Es stimmt, ich stehe seit einigen Jahren in anderen Bereichen in der Verantwortung. Nun hat man mich gefragt, ob ich als Vorsitzender beim TSC kandidieren würde. Ich habe zugesagt, weil ich gerne Verantwortung übernehme. Nicht mehr die Generation meines Vaters, sondern meine Generation muss jetzt die Verantwortung tragen. Es gibt aber auch ein persönliches Band zum Sportverein: Ich habe in der Jugend des TSC Fußball gespielt. Das schafft eine besondere Verbindung.

Der TSC Mainleus ist kein ganz einfacher Verein. Zum Beispiel die rückläufigen Mitgliederzahlen. Macht Ihnen das Sorgen?
Das ist nichts anderes als bei allen Vereinen. Man muss sich auf die Situation einstellen. Jede Generation hat ihre Herausforderungen. Mit der Mannschaft, die jetzt gewählt wurde, kann man den Verein gut führen. Und der TSC wurde bisher auch gut geführt. Wir haben fast 180 Mitglieder, die unter 18 Jahren sind. Das heißt für uns, dass der Verein nicht nur eine 105-jährige Geschichte, sondern auch eine Zukunft hat. Da bin ich ganz optimistisch.

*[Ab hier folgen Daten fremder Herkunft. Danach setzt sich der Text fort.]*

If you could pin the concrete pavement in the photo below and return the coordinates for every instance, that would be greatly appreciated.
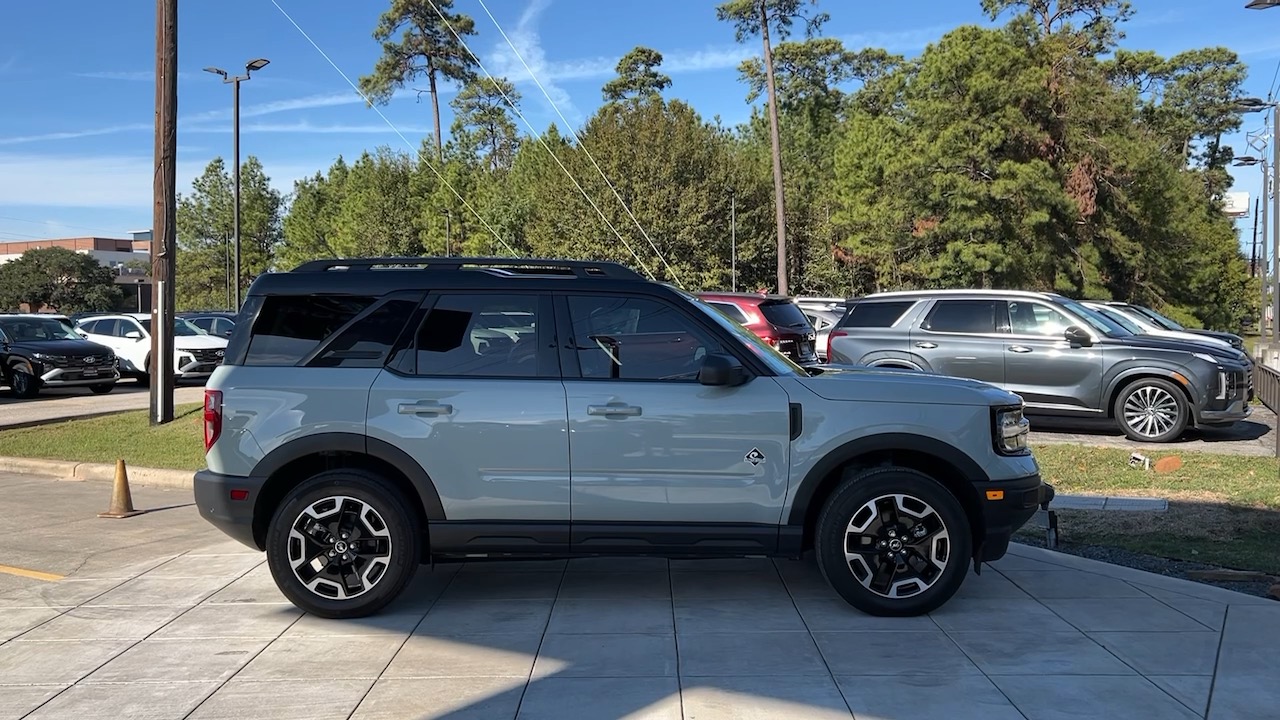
(80, 402)
(164, 618)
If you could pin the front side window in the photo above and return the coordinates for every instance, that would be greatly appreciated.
(970, 317)
(636, 338)
(493, 336)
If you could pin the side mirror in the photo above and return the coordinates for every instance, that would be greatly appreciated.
(1077, 335)
(722, 370)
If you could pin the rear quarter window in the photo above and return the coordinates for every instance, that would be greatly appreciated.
(876, 314)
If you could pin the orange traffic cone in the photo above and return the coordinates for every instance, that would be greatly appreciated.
(122, 500)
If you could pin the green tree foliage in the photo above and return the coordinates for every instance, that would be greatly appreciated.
(206, 229)
(638, 77)
(56, 278)
(432, 45)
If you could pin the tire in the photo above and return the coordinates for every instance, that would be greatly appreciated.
(388, 565)
(23, 384)
(917, 501)
(1152, 410)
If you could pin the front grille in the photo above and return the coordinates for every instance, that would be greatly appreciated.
(213, 355)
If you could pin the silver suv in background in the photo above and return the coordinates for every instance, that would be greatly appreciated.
(1056, 354)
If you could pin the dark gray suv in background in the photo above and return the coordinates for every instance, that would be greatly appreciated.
(1060, 356)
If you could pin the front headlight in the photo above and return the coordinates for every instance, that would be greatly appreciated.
(1010, 431)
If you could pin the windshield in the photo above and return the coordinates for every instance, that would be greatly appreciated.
(1097, 320)
(181, 328)
(777, 361)
(24, 329)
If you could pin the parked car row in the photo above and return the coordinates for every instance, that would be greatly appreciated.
(95, 350)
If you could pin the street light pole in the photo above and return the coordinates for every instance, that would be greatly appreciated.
(234, 81)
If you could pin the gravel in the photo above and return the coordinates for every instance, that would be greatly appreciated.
(1148, 563)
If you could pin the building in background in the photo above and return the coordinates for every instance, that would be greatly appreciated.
(128, 258)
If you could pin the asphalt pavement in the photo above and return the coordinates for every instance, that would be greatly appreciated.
(78, 402)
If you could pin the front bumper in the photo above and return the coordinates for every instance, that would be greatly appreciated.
(234, 518)
(1006, 506)
(78, 377)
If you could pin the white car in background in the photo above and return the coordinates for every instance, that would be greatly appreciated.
(196, 352)
(1129, 319)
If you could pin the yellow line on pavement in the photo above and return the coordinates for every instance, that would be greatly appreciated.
(32, 574)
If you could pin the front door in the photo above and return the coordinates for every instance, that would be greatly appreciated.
(963, 338)
(657, 451)
(476, 400)
(1046, 369)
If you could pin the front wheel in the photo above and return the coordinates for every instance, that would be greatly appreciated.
(1152, 410)
(894, 542)
(22, 383)
(343, 543)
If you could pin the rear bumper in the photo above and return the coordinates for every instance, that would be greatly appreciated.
(234, 518)
(1006, 506)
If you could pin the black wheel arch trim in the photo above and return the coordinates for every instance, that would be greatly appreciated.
(350, 442)
(910, 442)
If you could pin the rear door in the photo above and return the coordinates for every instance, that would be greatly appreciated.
(964, 338)
(476, 399)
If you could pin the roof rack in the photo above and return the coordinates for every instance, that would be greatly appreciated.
(496, 265)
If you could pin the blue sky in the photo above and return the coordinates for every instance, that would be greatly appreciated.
(76, 136)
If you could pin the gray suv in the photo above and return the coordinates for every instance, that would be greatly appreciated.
(1057, 355)
(373, 415)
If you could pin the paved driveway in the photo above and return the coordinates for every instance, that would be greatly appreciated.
(1255, 436)
(193, 627)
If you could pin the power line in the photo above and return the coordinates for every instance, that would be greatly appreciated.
(420, 154)
(543, 141)
(579, 140)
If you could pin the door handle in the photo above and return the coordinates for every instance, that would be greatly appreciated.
(629, 410)
(425, 409)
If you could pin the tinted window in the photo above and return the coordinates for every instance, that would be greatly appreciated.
(480, 336)
(963, 317)
(876, 314)
(366, 342)
(636, 338)
(731, 311)
(288, 328)
(784, 314)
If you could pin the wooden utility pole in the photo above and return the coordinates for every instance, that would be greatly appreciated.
(164, 212)
(777, 150)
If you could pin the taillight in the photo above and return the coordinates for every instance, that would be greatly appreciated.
(213, 417)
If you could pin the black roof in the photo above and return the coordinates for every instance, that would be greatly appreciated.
(379, 276)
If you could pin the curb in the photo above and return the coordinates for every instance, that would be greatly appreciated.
(95, 472)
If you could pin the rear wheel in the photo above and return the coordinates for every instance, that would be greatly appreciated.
(894, 542)
(343, 543)
(1152, 410)
(22, 383)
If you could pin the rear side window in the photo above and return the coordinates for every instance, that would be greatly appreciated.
(961, 317)
(784, 314)
(288, 328)
(876, 314)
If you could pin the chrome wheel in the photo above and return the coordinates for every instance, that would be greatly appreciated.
(1151, 411)
(339, 547)
(897, 546)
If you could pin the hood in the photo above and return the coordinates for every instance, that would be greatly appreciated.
(199, 342)
(73, 347)
(886, 384)
(1157, 342)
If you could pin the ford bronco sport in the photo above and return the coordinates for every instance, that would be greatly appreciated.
(376, 414)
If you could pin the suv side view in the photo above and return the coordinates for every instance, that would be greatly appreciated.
(1056, 354)
(373, 415)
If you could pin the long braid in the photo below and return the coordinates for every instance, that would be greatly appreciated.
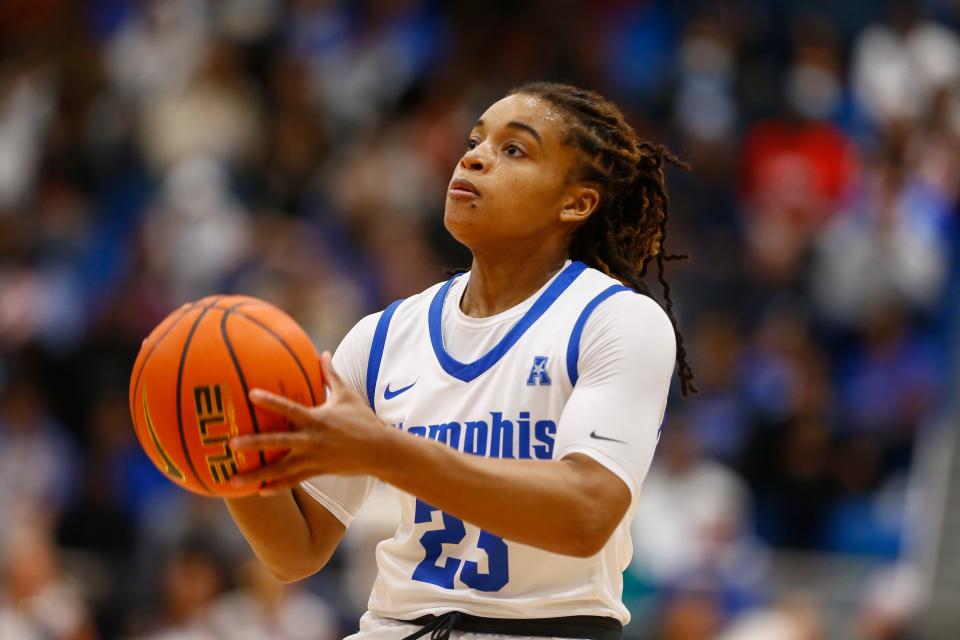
(629, 227)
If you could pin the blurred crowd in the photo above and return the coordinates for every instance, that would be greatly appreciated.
(155, 152)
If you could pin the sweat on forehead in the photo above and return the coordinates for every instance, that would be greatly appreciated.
(532, 111)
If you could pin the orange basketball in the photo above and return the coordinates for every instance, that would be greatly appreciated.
(190, 383)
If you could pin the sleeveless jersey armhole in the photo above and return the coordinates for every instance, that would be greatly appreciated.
(573, 346)
(376, 351)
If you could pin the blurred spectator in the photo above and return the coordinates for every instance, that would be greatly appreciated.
(793, 618)
(38, 601)
(37, 458)
(717, 418)
(263, 607)
(887, 249)
(702, 535)
(890, 604)
(691, 616)
(191, 580)
(199, 232)
(897, 67)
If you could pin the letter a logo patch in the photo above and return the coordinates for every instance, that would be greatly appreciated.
(538, 372)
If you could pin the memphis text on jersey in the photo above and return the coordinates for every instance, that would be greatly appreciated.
(495, 436)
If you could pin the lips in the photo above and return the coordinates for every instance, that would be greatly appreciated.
(460, 188)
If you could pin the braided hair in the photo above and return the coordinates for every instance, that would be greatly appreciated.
(629, 227)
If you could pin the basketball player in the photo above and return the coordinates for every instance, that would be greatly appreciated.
(515, 407)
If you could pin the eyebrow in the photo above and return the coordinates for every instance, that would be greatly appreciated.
(513, 124)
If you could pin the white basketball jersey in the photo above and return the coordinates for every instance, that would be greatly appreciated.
(507, 403)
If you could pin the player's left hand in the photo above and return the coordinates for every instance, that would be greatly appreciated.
(339, 436)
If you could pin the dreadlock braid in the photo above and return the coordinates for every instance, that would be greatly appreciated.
(629, 227)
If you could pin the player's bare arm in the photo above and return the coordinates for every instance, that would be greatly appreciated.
(290, 532)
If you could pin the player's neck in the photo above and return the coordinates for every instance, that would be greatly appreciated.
(496, 285)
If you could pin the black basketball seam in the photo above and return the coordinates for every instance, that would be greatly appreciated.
(243, 380)
(303, 371)
(183, 361)
(146, 359)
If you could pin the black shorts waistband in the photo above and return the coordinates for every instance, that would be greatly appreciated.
(582, 627)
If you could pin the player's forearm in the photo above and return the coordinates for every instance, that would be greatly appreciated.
(280, 535)
(552, 505)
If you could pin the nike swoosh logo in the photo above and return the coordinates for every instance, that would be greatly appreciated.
(388, 393)
(171, 469)
(593, 434)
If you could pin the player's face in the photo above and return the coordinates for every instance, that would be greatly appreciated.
(512, 182)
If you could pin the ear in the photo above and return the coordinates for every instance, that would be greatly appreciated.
(579, 203)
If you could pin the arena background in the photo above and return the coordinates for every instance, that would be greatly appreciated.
(155, 152)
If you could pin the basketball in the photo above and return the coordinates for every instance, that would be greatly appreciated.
(190, 384)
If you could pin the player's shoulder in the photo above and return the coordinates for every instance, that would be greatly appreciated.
(625, 314)
(364, 329)
(620, 301)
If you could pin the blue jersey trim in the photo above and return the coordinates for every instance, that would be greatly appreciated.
(573, 347)
(468, 371)
(376, 352)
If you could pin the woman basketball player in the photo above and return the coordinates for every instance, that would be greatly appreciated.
(516, 407)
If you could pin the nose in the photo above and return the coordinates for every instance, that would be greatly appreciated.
(475, 160)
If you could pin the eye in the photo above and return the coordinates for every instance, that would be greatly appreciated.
(514, 151)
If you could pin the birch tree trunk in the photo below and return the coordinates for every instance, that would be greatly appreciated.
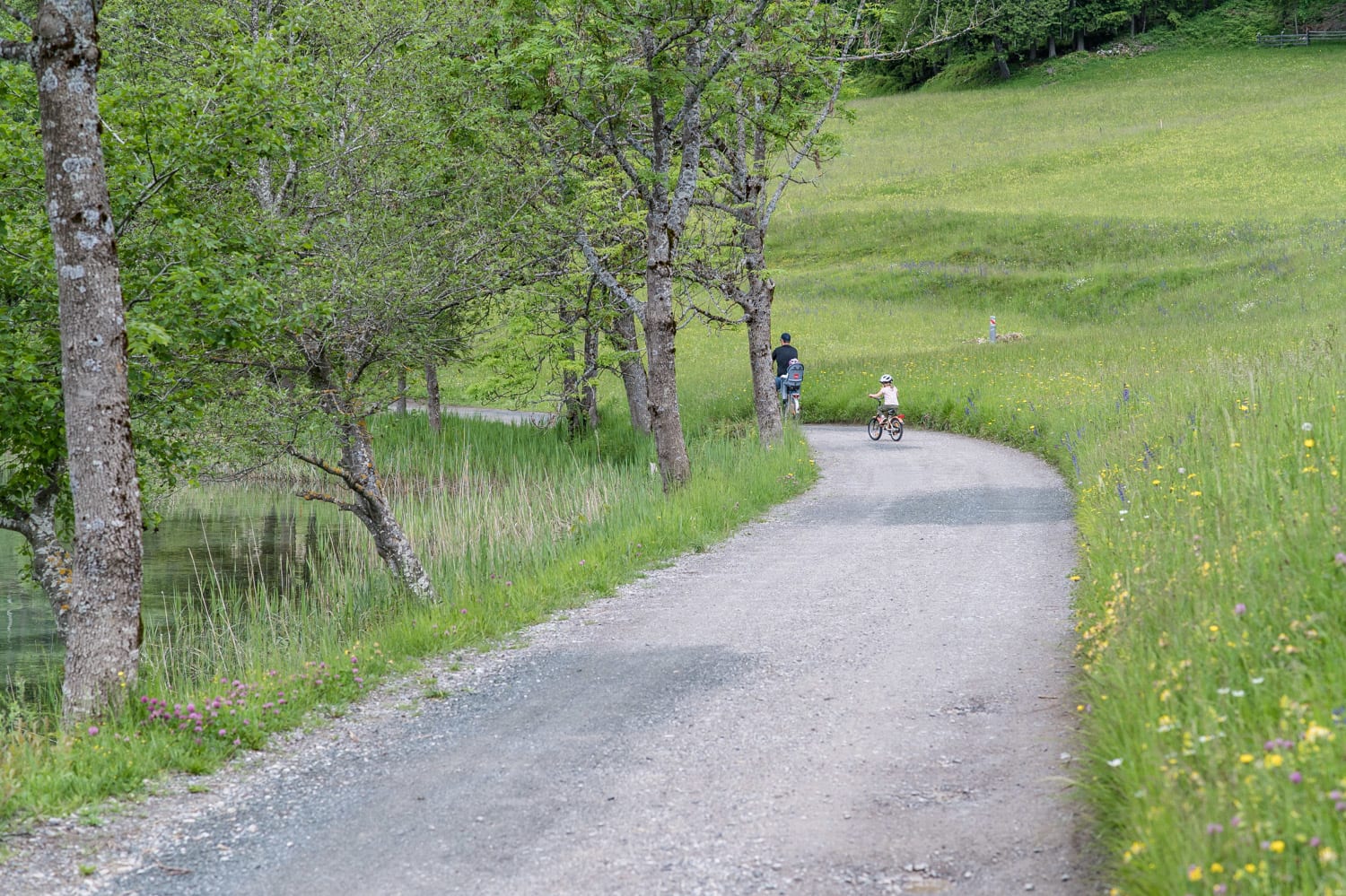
(633, 370)
(433, 409)
(51, 562)
(660, 334)
(766, 400)
(360, 474)
(102, 621)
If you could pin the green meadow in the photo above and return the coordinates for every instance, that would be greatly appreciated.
(1162, 245)
(1163, 241)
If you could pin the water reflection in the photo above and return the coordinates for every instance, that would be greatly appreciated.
(212, 541)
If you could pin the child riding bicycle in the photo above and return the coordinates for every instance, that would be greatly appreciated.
(887, 397)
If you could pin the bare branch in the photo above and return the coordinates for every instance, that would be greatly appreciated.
(606, 276)
(15, 13)
(16, 50)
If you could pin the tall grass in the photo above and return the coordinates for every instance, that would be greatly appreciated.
(1166, 236)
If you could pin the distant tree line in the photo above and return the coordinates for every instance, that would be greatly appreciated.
(1026, 31)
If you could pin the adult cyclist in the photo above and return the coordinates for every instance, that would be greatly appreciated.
(781, 357)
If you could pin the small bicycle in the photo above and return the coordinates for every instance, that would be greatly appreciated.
(880, 422)
(791, 405)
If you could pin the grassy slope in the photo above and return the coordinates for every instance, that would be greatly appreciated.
(1166, 231)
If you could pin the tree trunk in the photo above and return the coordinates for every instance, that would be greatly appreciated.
(1001, 66)
(371, 509)
(51, 562)
(433, 409)
(102, 643)
(766, 400)
(633, 369)
(660, 333)
(360, 473)
(589, 393)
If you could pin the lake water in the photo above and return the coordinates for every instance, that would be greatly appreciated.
(226, 535)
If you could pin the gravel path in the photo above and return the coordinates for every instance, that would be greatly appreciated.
(867, 693)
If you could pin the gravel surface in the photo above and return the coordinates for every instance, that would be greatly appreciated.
(866, 693)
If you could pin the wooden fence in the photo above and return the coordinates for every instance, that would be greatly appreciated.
(1300, 39)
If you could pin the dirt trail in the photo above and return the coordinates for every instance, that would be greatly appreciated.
(867, 693)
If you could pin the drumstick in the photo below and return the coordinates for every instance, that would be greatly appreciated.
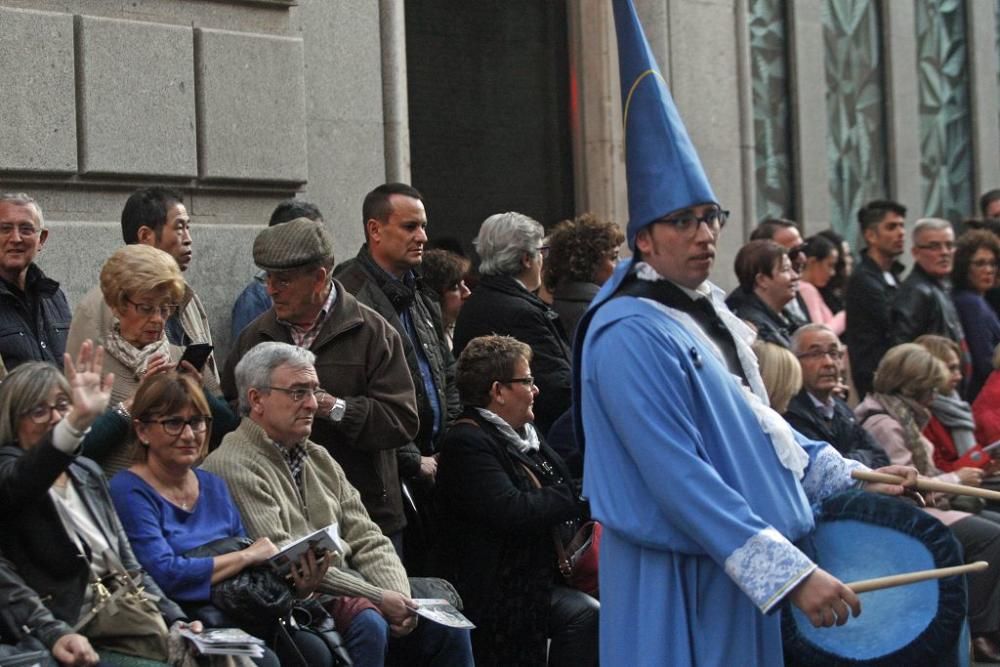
(878, 583)
(924, 484)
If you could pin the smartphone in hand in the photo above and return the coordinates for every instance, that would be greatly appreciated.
(196, 354)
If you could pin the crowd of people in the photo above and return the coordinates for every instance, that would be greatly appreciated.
(437, 425)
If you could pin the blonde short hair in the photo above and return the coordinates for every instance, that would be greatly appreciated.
(909, 370)
(137, 270)
(781, 373)
(939, 346)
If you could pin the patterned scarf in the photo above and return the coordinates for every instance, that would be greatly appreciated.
(525, 444)
(956, 415)
(134, 358)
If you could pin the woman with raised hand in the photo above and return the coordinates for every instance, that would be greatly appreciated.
(143, 287)
(59, 529)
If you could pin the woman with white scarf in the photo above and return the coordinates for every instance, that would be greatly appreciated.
(143, 287)
(497, 542)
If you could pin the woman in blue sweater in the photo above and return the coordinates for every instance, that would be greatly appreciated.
(168, 507)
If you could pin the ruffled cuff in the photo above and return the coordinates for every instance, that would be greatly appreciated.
(767, 567)
(829, 473)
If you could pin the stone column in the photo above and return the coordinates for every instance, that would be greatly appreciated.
(984, 95)
(595, 105)
(903, 104)
(395, 106)
(809, 120)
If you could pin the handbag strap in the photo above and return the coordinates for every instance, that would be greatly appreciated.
(562, 558)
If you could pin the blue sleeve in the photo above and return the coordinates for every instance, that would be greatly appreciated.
(142, 514)
(250, 304)
(655, 467)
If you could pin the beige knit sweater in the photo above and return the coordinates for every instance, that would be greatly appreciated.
(271, 506)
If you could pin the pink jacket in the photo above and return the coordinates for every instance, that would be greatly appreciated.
(819, 312)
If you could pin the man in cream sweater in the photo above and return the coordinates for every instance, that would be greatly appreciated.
(286, 487)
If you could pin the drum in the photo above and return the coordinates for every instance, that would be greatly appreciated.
(865, 535)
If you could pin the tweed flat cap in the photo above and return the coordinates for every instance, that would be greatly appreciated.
(292, 244)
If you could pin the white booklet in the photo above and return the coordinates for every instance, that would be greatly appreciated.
(225, 641)
(442, 611)
(323, 540)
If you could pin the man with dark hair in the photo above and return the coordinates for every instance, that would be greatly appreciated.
(385, 277)
(871, 289)
(154, 217)
(368, 410)
(253, 301)
(816, 411)
(989, 204)
(34, 313)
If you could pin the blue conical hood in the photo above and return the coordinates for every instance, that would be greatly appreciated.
(663, 169)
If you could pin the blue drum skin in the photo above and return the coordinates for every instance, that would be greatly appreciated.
(862, 536)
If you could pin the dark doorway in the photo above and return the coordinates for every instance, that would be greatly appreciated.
(489, 121)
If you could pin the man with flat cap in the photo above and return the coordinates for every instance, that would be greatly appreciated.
(700, 486)
(370, 409)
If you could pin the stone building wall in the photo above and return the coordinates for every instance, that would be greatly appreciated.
(235, 103)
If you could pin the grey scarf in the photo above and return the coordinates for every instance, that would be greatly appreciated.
(956, 415)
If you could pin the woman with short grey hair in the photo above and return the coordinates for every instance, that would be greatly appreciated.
(503, 241)
(512, 252)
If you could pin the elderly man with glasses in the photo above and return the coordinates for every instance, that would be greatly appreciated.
(817, 411)
(369, 410)
(287, 486)
(923, 303)
(34, 313)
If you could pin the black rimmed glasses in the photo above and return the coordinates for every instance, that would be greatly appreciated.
(834, 353)
(42, 413)
(175, 425)
(938, 246)
(687, 223)
(165, 310)
(298, 394)
(527, 381)
(25, 229)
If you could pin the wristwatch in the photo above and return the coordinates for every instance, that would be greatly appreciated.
(337, 411)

Die Fußballer sind abgestürzt in die A-Klasse, nachdem sie vorher viele Jahre zu den Top-Vereinen im Landkreis Kulmbach gehörten. Wo soll die Reise hingehen?
Die Vergangenheit kann ich nicht so gut beurteilen. Das Ergebnis spricht aber für sich: Die Veränderungen haben sich ausgezahlt - der Erfolg und der Spaß am Spiel sind wieder zurückgekehrt. Das war wohl in der Vergangenheit nicht so. Die erste Mannschaft ist in der A-Klasse 6 immer noch ungeschlagen. Ich würde sagen, die Fußballer sind auf dem richtigen Weg, und ich hätte nichts dagegen, wenn es in der nächsten Saison einige Derbys - zum Beispiel gegen den FC Schwarzach und den SV Motschenbach - in der Kreisklasse geben würde.

Bereiten Unterhalt und Bewirtschaftung des Sportheims dem Verein Probleme?
Wir haben ein sehr schönes neues Sportheim, das ich als eine langfristige Investition sehe. Ich will den Verein so nachhaltig führen, dass wir auch in 25 Jahren noch unsere Freude an einem gepflegten Sportheim haben. Derzeit ist es ein lebhafter Treffpunkt - auch abseits vom Sportbetrieb.

Wo es seit Jahren gut läuft, sind die Tennis- und die Turnabteilung? Da müssen Sie nicht viel machen, oder?
Beim Turnen bringt Zumba einen großen Zulauf. Die Tennisabteilung, die heuer ihr 25-Jähriges feiert, hat immer wieder Erfolge zu verzeichnen. Aber auch beim Jugendfußball geht es aufwärts. Thomas Bergmann federführend, viele Betreuer und Trainer haben da was auf aufgebaut. Auf diese Kinder, die heute zehn sind, können wir in zwanzig Jahren wieder bauen.